Borrowing from experiences in the semiconductor space, Yang offered his perspective on the bioinformatics landscape and at the same time highlighted some metrics that he — and potentially other venture capitalists — use to evaluate prospective investments. He told BioInform that he founded his company Apache Design to focus on developing technology that would enable electronics, such as mobile phones, to run on less power, believing that in the long run this type of technology would prove profitable. That was more than a decade ago, and at the time much of the semiconductor industry focused on developing faster systems and had little interest in low power use. Then Apple launched the first generation of smartphones and the industry's focus shifted.

In the same vein, bioinformatics companies hoping to be competitive, he said, need to be thinking years ahead of the market and identifying emerging technologies that have the potential to be "key success factor[s]" for the life sciences industry — not simply chasing after "well established …commoditized solutions" — as well as developing business models that are cost effective and encourage customers to buy rather than create their own solutions. Couple forward thinking with good financial backing, a well-executed commercialization strategy, and the "[business] opportunity will come," he said.

He also stressed — as many within the bioinformatics community have — the importance of standardizing platforms and technologies. Referencing the semiconductor industry again, Yang noted that setting standards there spurred increased productivity and has resulted in major advances for the sector. That wasn’t the case nearly 30 years ago. Back then, research institutions cobbled together their own solutions and relied on in-house experts to answer their research questions. It wasn’t until the engineering and manufacturing communities began working together to establish standards that things began to change.
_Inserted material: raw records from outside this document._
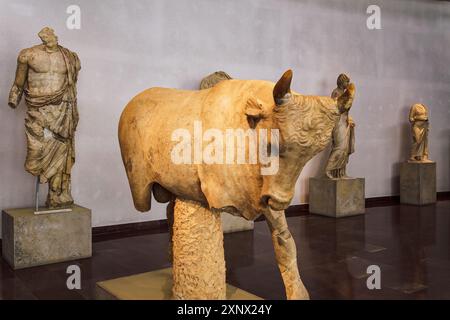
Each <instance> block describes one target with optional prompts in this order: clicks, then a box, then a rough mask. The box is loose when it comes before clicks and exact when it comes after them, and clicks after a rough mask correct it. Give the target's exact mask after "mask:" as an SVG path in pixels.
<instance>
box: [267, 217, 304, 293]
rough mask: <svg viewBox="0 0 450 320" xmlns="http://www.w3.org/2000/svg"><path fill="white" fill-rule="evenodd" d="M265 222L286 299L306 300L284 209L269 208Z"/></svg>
mask: <svg viewBox="0 0 450 320" xmlns="http://www.w3.org/2000/svg"><path fill="white" fill-rule="evenodd" d="M265 216H266V221H267V224H268V225H269V229H270V232H271V234H272V242H273V247H274V250H275V257H276V259H277V263H278V268H279V269H280V273H281V277H282V278H283V282H284V287H285V289H286V297H287V299H288V300H307V299H309V294H308V291H307V290H306V288H305V286H304V285H303V282H302V280H301V279H300V274H299V271H298V265H297V248H296V246H295V241H294V239H293V238H292V235H291V233H290V232H289V229H288V225H287V221H286V216H285V213H284V211H274V210H272V209H270V211H269V212H268V213H266V214H265Z"/></svg>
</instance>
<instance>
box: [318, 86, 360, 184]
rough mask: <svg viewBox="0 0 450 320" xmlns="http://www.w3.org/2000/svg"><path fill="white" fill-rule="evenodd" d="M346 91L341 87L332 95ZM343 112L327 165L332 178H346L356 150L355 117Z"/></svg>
mask: <svg viewBox="0 0 450 320" xmlns="http://www.w3.org/2000/svg"><path fill="white" fill-rule="evenodd" d="M343 93H344V90H342V89H341V88H339V87H338V88H336V89H335V90H333V93H332V94H331V97H332V98H333V99H337V98H338V97H339V96H341V95H342V94H343ZM348 113H349V110H347V111H346V112H344V113H342V114H341V116H340V118H339V121H338V122H337V123H336V126H335V127H334V128H333V133H332V149H331V153H330V156H329V158H328V163H327V166H326V169H325V170H326V175H327V176H328V177H329V178H330V179H338V178H346V177H347V174H346V166H347V163H348V158H349V156H350V155H351V154H352V153H353V152H355V130H354V122H353V119H352V118H351V117H350V115H349V114H348Z"/></svg>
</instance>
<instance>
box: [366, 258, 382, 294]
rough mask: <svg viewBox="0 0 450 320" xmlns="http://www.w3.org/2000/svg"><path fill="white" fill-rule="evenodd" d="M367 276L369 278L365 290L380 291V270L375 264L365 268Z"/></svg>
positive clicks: (380, 275)
mask: <svg viewBox="0 0 450 320" xmlns="http://www.w3.org/2000/svg"><path fill="white" fill-rule="evenodd" d="M367 274H370V276H369V277H368V278H367V280H366V285H367V289H369V290H374V289H377V290H380V289H381V269H380V267H379V266H377V265H376V264H372V265H370V266H368V267H367Z"/></svg>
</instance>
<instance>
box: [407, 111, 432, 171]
mask: <svg viewBox="0 0 450 320" xmlns="http://www.w3.org/2000/svg"><path fill="white" fill-rule="evenodd" d="M409 121H410V123H411V131H412V137H413V141H412V145H411V155H410V159H409V161H413V162H429V161H430V160H429V159H428V130H429V122H428V110H427V107H426V106H425V105H423V104H420V103H416V104H414V105H413V106H412V107H411V109H410V111H409Z"/></svg>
This is what has to happen in the bioinformatics area "where you have so many silos established in pharmaceutical companies, government institutions, [and] research institutions," he said. This way, the community can start to "produce commercially stable, repeatable results, instead of using ad hoc analytic programs that are not supportable."

Exit prospects also look good for bioinformatics companies, according to investors, either through merging with or being bought by a larger company — sequencing vendors are possible candidates here — or through a public offering. "The marketplace for genetic analysis, I think, is going to grow with the same sort of extraordinary growth that we've seen the internet grow over the years," Claremont Creek's Goldhaber said. "We are just on the leading edge of that right now, so who knows what the proper outcome is long term for a liquidity event?"